Он остановил машину у ее подъезда и уже собрался выйти, чтобы открыть ей дверцу, но Келли сказала:
— Подожди, Дэвид.
— Поговорим у тебя.
— Ты ко мне не пойдешь.
— Вот как?
— Не поступай так, Дэвид. Ты себе этого никогда не простишь. Да, ты обижен, но из-за этого нельзя закрывать глаза на правду и не видеть, кто такие Трент Джонс и Билл Робинсон. Иначе ты сам окажешься ничуть не лучше. Правда рано или поздно выйдет наружу, и ты возненавидишь себя на всю жизнь. Давай поженимся, Дэвид, уедем куда-нибудь и начнем жизнь заново.
Он был взбешен.
— Я не женюсь на тебе, если ты ставишь мне условия. Не много ли ты на себя берешь?
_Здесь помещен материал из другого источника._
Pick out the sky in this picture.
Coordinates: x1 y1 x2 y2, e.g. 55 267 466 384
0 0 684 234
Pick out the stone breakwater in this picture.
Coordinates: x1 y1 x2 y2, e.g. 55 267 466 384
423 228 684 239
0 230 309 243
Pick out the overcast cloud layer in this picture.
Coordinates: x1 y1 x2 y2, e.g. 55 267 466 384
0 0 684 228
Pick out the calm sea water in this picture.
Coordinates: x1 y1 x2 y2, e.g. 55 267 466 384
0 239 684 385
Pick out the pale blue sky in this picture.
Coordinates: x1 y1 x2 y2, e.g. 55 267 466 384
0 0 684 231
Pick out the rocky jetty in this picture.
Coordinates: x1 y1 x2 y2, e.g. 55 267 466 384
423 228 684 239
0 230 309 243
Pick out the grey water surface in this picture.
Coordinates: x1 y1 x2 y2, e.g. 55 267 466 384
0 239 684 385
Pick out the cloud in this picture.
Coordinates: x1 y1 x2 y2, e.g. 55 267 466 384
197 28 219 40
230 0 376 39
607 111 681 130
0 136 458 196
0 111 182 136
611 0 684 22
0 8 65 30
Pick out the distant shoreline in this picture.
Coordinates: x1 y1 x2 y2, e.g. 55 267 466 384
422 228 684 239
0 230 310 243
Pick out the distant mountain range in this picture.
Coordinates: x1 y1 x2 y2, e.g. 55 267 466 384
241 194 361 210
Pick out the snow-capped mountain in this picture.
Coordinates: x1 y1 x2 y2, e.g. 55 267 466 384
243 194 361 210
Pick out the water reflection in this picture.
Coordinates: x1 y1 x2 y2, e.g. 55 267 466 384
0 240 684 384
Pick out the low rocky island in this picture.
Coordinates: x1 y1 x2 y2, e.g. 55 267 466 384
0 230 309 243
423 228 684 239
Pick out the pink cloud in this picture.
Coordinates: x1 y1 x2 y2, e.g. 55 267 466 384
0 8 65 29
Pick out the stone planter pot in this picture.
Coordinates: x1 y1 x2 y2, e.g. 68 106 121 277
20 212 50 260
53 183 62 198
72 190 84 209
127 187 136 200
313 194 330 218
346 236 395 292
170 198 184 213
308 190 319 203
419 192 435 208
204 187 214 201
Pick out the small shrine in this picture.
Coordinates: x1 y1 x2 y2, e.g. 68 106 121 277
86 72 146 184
Ты что же, вздумала читать мне мораль?
Келли взялась за ручку дверцы. Дэвид сказал:
— Иди, иди. Я позвоню утром, когда ты опомнишься и поймешь, в какое дурацкое положение себя поставила. Я просто не желаю слушать нравоучения. Во всяком случае не от тебя.
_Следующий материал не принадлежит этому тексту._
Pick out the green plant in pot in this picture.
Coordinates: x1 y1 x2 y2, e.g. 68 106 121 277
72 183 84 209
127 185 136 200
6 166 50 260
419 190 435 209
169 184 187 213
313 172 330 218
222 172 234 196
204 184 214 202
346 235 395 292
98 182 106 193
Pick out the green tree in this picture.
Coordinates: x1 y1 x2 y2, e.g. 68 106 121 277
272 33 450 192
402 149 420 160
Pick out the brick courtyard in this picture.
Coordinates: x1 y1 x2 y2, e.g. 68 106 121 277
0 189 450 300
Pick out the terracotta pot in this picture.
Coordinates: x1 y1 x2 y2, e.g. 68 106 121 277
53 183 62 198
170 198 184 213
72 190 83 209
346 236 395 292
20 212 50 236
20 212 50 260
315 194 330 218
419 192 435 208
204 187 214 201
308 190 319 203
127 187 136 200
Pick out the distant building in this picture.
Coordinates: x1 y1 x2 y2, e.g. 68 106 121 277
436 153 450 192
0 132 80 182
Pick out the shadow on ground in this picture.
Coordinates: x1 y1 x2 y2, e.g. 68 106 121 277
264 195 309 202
Глядя прямо перед собой, Келли спросила:
— Потому что ты подобрал меня в баре? Потому что я отдалась тебе в первый же вечер? Потому что я содержанка? Вот поэтому я не имею права сказать тебе, что ты теряешь честь?
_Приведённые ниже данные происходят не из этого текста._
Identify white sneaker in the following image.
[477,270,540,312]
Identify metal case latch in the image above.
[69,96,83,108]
— Это говоришь ты, а не я, Келли.
— Дэвид, если ты так переменился из-за меня, то мне очень грустно.
— Ты несколько преувеличиваешь свое влияние. Я позвоню утром.
— Прощай, Дэвид.
— Не говори глупостей.
Она вышла из машины и, не оглянувшись, скрылась в парадном.
Дэвид приступил к работе в фирме «Бэттл, Джонс и Робинсон». На третий день он обедал с Диком Харбертом. Харберт сказал:
— Ну, я готов!
— К чему, Дик?
— Разве они тебе ничего не говорили? Они обещали мне место у вас.
— Я этого не знал.
— Ну, а они обещали.
Дэвид рассказал об этом разговоре Тренту. Трент тут же позвонил Харберту и сказал:
— Дик, как только все наладится и устроится.
Дик Харберт начал понимать, что его просто обвели вокруг пальца, но не захотел посмотреть правде в глаза и стал ждать земли обетованной. Он отдал себя во власть мошенникам, и жаловаться было некому.
— Что же ты обещал ему? — спросил Дэвид у своего компаньона.
Трент невозмутимо ответил:
— Что мы возьмем его к себе, если будет вакансия. Видимо, он не так мейл понял.
— А что он для нас сделал?
— Что сделал? Ничего.
— Он сказал мне, что Стаб Кук и Герман Уорс спрашивали у него, как работает Кинг. Что он им ответил?
— Откуда мне знать, Дэви? Спроси Стаба. Да не волнуйся, все в полном порядке!
Дома Дэвида ждал Билли Тэрнер.
— Как ты сюда попал?
— Ты бы сначала дверь запирал, а потом спрашивал, дружок.
— Тоже верно. Как там ребята?
— Прекрасно, хотя с тобой было бы лучше. Может, вернешься?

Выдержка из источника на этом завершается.